= Rudy Kennedy =

British rocket scientist and Holocaust survivor

Rudy Kennedy (born Rudi Karmeinsky October 24, 1927 – November 10, 2008) was a British rocket scientist, Holocaust survivor, and a protester for Jewish causes. He spent a substantial period of his youth in Nazi concentration camps of Auschwitz, Mittelbau-Dora, and Bergen-Belsen. After liberation, he worked as a rocket scientist and led the campaign for compensation for the survivors of the German policy of "extermination through labour".

== Early life ==
Kennedy was born on October 24, 1927, in Rosenberg (now Olesno, Poland), a place near Breslau, Germany (now Wrocław, Poland). He was six years of age when Hitler was elected and had to face antisemitism and physical attacks from other boys when he went to school, as he was the only Jewish boy in class. After fighting back against boys from the school who had attacked him, Kennedy's father then enrolled him to an all-Jewish school in Breslau. Rudy's whole family, which consisted of his father Ewald, mother Adele and a younger sister Käthe, moved to Breslau in 1939. By 1941, Kennedy started working as an electrician with his father.

Rudy's family was forcibly relocated by the Schutzstaffel (SS) to Auschwitz concentration camp in 1943. At his father's direction, he lied about his age at the concentration camp—claiming to be 18 years of age although he was just 15. His sister and mother were immediately sent to a gas chamber and killed, while Rudy and his father were employed for work. Rudy's father was sent to IG Farben rubber factory, while Rudy was put to work on building roads (where the life expectancy was 6 weeks at most). Rudy's father managed to get him a job in the IG Farben factory where he quickly identified a fault with an electrical system and was kept on to work indoors working for Siemens. Two months later, Rudy's father was killed by the SS when he collapsed due to exhaustion and was deemed "unfit for work", sent to the camp hospital and given a phenol injection. Rudy endured cruel beatings at work and realized that he too would be killed if his work wasn't good enough.

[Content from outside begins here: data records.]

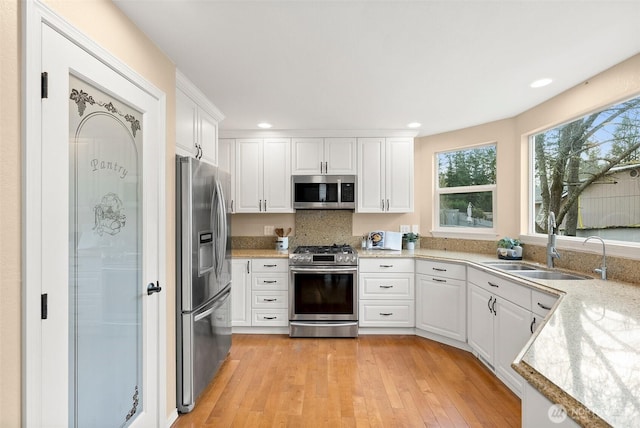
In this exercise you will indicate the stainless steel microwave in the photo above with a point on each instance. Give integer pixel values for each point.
(324, 192)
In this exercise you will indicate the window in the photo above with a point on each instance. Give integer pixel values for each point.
(587, 172)
(465, 188)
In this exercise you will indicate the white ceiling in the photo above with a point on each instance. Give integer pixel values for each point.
(378, 65)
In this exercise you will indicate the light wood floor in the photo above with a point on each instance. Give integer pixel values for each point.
(371, 381)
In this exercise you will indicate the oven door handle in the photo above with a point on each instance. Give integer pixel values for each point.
(324, 269)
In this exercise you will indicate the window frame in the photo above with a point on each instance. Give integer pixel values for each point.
(614, 248)
(477, 232)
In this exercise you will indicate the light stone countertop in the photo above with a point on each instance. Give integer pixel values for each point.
(586, 356)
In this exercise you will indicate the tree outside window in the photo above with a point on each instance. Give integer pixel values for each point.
(466, 187)
(588, 173)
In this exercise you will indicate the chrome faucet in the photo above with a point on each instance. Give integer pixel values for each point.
(552, 252)
(602, 270)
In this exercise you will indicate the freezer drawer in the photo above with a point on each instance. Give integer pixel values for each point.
(202, 348)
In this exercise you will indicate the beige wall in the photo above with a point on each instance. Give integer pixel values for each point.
(104, 23)
(10, 214)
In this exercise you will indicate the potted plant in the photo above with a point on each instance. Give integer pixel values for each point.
(411, 239)
(509, 248)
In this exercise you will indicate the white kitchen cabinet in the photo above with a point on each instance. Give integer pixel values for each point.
(196, 122)
(441, 298)
(386, 292)
(385, 175)
(311, 156)
(262, 176)
(227, 162)
(269, 292)
(240, 292)
(499, 323)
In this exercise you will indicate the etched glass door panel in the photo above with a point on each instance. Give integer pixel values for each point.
(105, 258)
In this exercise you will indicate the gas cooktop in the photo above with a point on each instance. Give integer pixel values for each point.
(336, 254)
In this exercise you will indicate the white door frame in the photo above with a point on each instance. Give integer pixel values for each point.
(34, 14)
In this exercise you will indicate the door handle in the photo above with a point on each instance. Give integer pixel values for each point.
(153, 288)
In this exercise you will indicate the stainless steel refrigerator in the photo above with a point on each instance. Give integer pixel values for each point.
(203, 276)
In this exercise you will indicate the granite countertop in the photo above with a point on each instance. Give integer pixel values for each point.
(585, 356)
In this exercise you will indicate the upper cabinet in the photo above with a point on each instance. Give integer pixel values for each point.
(262, 175)
(196, 122)
(335, 156)
(385, 175)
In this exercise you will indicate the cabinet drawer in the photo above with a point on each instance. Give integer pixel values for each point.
(541, 303)
(270, 317)
(269, 299)
(515, 293)
(386, 286)
(377, 265)
(266, 281)
(441, 269)
(400, 313)
(270, 265)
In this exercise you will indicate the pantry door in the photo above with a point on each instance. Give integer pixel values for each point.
(101, 243)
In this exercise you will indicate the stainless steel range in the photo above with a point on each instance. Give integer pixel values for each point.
(323, 291)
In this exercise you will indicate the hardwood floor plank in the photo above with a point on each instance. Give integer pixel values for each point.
(370, 381)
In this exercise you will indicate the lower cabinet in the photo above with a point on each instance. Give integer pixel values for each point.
(386, 292)
(241, 293)
(260, 293)
(441, 296)
(498, 328)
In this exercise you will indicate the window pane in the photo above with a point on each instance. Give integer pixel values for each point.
(588, 173)
(474, 209)
(469, 167)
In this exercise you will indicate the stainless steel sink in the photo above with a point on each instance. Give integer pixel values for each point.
(526, 270)
(511, 266)
(550, 274)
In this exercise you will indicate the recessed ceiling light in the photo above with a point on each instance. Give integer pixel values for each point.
(540, 83)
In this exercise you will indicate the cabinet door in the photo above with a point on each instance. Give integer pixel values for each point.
(399, 175)
(512, 330)
(186, 114)
(208, 139)
(240, 292)
(480, 323)
(371, 178)
(442, 306)
(277, 175)
(307, 156)
(340, 156)
(249, 195)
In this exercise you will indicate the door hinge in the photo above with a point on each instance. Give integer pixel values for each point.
(44, 85)
(43, 306)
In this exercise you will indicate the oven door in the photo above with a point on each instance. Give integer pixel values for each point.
(327, 293)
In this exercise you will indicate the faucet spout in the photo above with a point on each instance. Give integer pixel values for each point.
(552, 252)
(603, 268)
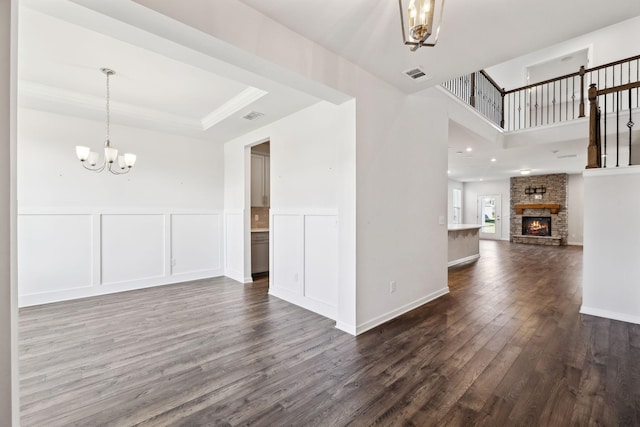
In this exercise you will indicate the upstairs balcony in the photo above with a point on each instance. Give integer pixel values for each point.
(565, 99)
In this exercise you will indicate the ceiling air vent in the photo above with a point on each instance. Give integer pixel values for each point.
(252, 115)
(416, 74)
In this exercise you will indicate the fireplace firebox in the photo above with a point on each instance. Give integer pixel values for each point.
(536, 225)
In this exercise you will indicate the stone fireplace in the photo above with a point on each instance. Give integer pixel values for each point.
(539, 209)
(536, 226)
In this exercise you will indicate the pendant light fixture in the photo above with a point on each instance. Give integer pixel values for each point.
(423, 19)
(115, 164)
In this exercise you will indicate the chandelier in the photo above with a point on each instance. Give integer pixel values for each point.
(419, 25)
(115, 164)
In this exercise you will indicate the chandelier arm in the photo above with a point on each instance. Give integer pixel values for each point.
(115, 171)
(123, 164)
(94, 169)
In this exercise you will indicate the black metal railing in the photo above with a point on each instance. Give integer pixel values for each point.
(481, 92)
(552, 101)
(611, 134)
(548, 102)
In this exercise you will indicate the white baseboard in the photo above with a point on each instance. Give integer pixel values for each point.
(322, 309)
(461, 260)
(112, 288)
(399, 311)
(236, 275)
(613, 315)
(348, 328)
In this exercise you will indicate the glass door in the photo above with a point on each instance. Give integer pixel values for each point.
(489, 217)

As the Soviet Red Army approached, the SS evacuated the camp in January 1945. Rudy was sent to Mittelbau-Dora to work in a missile factory where he joined a group of prisoners who tried to hinder the production by urinating or throwing sand into the rocket guidance systems. In April 1945 he was sent to Bergen-Belsen where he was deprived of food and survived only by eating grass. Though the British liberated the camp, they didn't know what to do with the thousands of diseased prisoners, but they didn't want them to go out and mix with the general population. Rudy escaped from the camp with 5 other inmates and they made their way to Hannover.

He married Gitti and had two surviving children (Katie and Steve) at the time of his death.

== Post-World War II career as a rocket scientist ==
Rudy Karmeinsky had an aunt living in London and he emigrated to the United Kingdom in 1946. He took the surname of the British officer who had informed her about his survival. Rudy Kennedy attended college and started working for English Electric as a rocket scientist. He left the company to participate in a joint venture in rocketry and medical engineering with Rolf Schild and Peter Epstein, giving birth to Huntleigh Electronics, a £200 million company. Rudy set up his own company, named Digital Electronics in the 1970s. After selling Digital Electronics, he worked as a board member of Roche Pharmaceuticals.

== Campaign ==
Rudy founded Association of Claims for Jewish Slave Labour Compensation and led the campaign in the 1990s that put pressure on German companies that had co-operated with the Nazi's "Extermination through labor" program to admit responsibility and pay reparations to those who had been forced to work as slave laborers. A BBC Storyville documentary, I Was a Slave Labourer followed the progress of the campaign. Among the companies accused of complicit with the Nazi policy and targeted by the campaign were IG Farben, Volkswagen and Mercedes-Benz. The campaign group were approached by a firm of class-action lawyers who held that they could obtain damages in the US courts against the companies who were complicit with the Nazi policy. The lawsuit saw only partial success for the plaintiffs; the companies agreed to pay a maximum of £5,000 to each survivor for their sufferings in the concentration camps as "a goodwill gesture" without any legal responsibility to do so. Some of the American lawyers who originally promised to act free of charge, accepted millions of dollars for themselves. Kennedy was dissatisfied with the deal and continued campaigning, speaking at public meetings and protesting at IG Farben shareholder meetings until he started suffering from Alzheimer's.

In August 2000 the German Parliament passed a law to create the Foundation Remembrance, Responsibility and Future which provided individual humanitarian payments to former forced labourers and other victims of National Socialism. From 2001 to 2007 a total of € 4.4 billion was paid out to more than 1.66 million people in almost 100 countries.